The recall of blood pressure drug, Valsartan, over concerns that it contains cancer-causing impurity has prompted swift action in India. While chemists are already facing a shortage of the commonly used medicine, the drug regulatory authority has told state agencies to be alert so that the drug does not enter the country.
The recall list of Valsartan has widened since July 2018 when the US Food and Drug Administration (FDA) first announced that batches of the drug might be tainted with the cancer causing agent, a chemical called N-nitrosodiethylamine (NDEA). On 28 January, Aurobindo Pharma’s US arm, Aurobindo Pharma USA Inc., recalled nearly 4.95 lakh bottles of Valsartan from the US market, which was followed by a recall in the first week of January.
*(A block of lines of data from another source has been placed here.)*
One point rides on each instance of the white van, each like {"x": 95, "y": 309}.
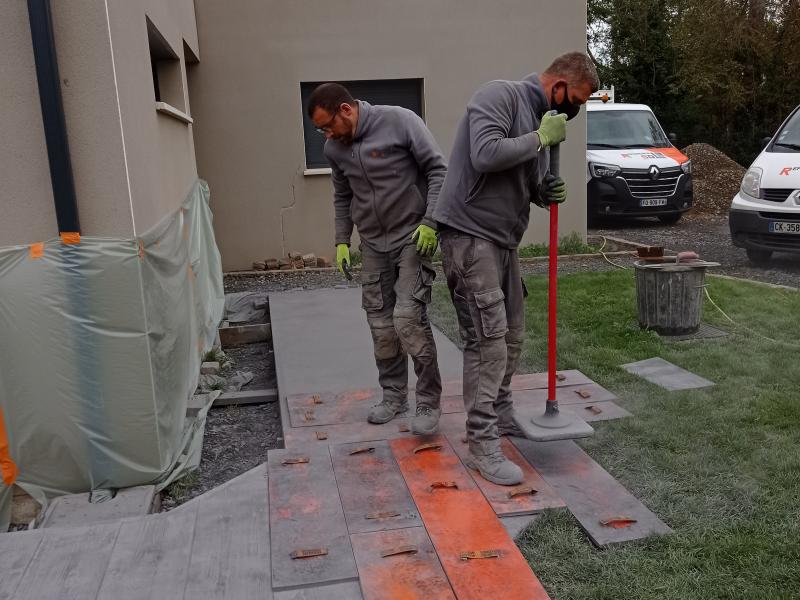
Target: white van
{"x": 765, "y": 214}
{"x": 633, "y": 168}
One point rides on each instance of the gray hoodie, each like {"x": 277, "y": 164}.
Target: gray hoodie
{"x": 496, "y": 166}
{"x": 387, "y": 181}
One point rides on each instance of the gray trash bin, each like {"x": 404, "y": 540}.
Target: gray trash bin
{"x": 670, "y": 296}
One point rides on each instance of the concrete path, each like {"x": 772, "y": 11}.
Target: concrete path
{"x": 348, "y": 510}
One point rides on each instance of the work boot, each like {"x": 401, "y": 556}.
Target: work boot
{"x": 426, "y": 421}
{"x": 495, "y": 467}
{"x": 387, "y": 410}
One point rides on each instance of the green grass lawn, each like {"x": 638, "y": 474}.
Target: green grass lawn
{"x": 721, "y": 466}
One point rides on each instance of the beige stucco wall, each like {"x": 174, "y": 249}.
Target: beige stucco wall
{"x": 26, "y": 197}
{"x": 159, "y": 148}
{"x": 246, "y": 97}
{"x": 128, "y": 176}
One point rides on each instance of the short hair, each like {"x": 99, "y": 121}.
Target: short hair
{"x": 329, "y": 97}
{"x": 575, "y": 67}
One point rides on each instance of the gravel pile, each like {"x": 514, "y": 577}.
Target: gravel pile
{"x": 716, "y": 180}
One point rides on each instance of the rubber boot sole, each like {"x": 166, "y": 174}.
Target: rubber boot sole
{"x": 499, "y": 481}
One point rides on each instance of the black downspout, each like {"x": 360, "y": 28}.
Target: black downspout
{"x": 55, "y": 127}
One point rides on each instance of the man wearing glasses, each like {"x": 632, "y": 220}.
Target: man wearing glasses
{"x": 387, "y": 171}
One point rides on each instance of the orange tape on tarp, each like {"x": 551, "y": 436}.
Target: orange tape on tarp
{"x": 70, "y": 237}
{"x": 8, "y": 468}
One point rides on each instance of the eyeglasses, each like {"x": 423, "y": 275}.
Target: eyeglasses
{"x": 323, "y": 129}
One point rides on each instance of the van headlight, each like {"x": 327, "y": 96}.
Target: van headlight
{"x": 600, "y": 170}
{"x": 751, "y": 182}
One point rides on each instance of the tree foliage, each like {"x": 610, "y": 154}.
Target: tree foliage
{"x": 726, "y": 72}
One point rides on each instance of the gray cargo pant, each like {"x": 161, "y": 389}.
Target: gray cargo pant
{"x": 396, "y": 290}
{"x": 487, "y": 293}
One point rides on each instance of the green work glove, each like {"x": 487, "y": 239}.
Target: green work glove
{"x": 426, "y": 240}
{"x": 552, "y": 129}
{"x": 554, "y": 189}
{"x": 342, "y": 256}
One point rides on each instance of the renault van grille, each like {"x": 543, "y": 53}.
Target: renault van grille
{"x": 645, "y": 184}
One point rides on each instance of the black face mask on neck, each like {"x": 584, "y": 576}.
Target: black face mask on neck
{"x": 566, "y": 107}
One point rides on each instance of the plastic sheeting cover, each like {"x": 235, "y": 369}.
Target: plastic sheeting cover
{"x": 100, "y": 350}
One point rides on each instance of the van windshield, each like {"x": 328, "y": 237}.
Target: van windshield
{"x": 624, "y": 129}
{"x": 788, "y": 138}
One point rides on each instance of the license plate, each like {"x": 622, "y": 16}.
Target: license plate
{"x": 784, "y": 227}
{"x": 653, "y": 202}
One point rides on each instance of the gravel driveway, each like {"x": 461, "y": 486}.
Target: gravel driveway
{"x": 710, "y": 238}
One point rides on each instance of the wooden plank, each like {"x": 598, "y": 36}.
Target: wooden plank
{"x": 75, "y": 510}
{"x": 458, "y": 520}
{"x": 345, "y": 433}
{"x": 498, "y": 495}
{"x": 313, "y": 410}
{"x": 69, "y": 564}
{"x": 230, "y": 553}
{"x": 591, "y": 494}
{"x": 348, "y": 590}
{"x": 525, "y": 381}
{"x": 247, "y": 397}
{"x": 244, "y": 334}
{"x": 417, "y": 575}
{"x": 374, "y": 495}
{"x": 306, "y": 513}
{"x": 150, "y": 558}
{"x": 16, "y": 551}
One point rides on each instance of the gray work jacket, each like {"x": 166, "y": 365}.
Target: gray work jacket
{"x": 387, "y": 181}
{"x": 496, "y": 166}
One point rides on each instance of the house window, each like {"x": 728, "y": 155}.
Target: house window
{"x": 165, "y": 65}
{"x": 398, "y": 92}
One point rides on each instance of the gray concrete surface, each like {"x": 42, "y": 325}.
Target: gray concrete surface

Ahmedabad-based Torrent Pharmaceuticals recalled two lots of same drug with the brand name Losartan in December. In January, it recalled six more lots of the same drug after unacceptable amounts of NDEA were found in the product. NDEA has been classified as a probable human carcinogen.
In December, Torrent Pharmaceuticals had issued a voluntary recall of two lots of Losartan potassium tablets over similar concerns. In November, Mylan Pharmaceuticals had also issued a voluntary recall of some of its Valsartan products for the same reason.
The European Medicines Agency (EMA) has also issued an alert over the supplies of active ingredient of Valsartan produced by Zhejiang Huahai Pharmaceutical Company, based in eastern China and listed on the Shanghai stock exchange.
Amid the ongoing recalls and investigations into the impurities, chemists in India are already facing the heat. Popular blood pressure drug Valent by Lupin has been unavailable for the last two months, said Ajay Pal Gupta, adviser, Retailer and Distributor Chemists Association (RDCA). An email sent to Lupin did not elicit any response till press time.
The Drug Controller General of India has directed Indian ports to keep a check on supplies of the drug imported from China before they enter the country. On Thursday, the drug regulatory authorities also asked its zonal office in Hyderabad to verify steps being taken by Aurobindo Pharma’s India office to make sure that the product is not sold in India, two people aware of the matter said. Aurobindo Pharma did not respond to an email sent on Tuesday.
So far, about 22 countries have recalled Valsartan. In August last year, the FDA found it containing NDMA (N-nitrosodimethylamine) in excess of acceptable levels from samples tested from Hetero Labs in India. “Test results from Hetero Labs show the amount of NDMA found in its valsartan API exceeds acceptable levels; although it is generally lower than the amount discovered in the API manufactured by Zhejiang," the FDA said.
Doctors in India said the product should be discontinued immediately. “Valsartan has been an important blood pressure drug. The contamination means we should immediately discontinue it and replace with safer alternatives," said Dr Anoop Misra, chairman, Fortis C-DOC.
“We are facing some shortage but fortunately there are safer alternatives available," said JPS Sawhney, cardiologist, Sir Ganga Ram hospital.
Novartis India said there was nothing for Indian patients to be concerned about. “The affected products are not marketed in India and hence (there’s) no impact in the country. Novartis initiated the recall of defined specific batches of Sandoz Valsartan and Sandoz Valsartan HCT Film coated tablets because of a confirmed impurity... both Sandoz Valsartan and Sandoz Valsartan HCT Film coated tablets are not marketed in India. All other Novartis products containing Valsartan use another API source with a different way of producing it, where in the relevant synthesis process this specific impurity is not formed," said a Novartis spokesperson.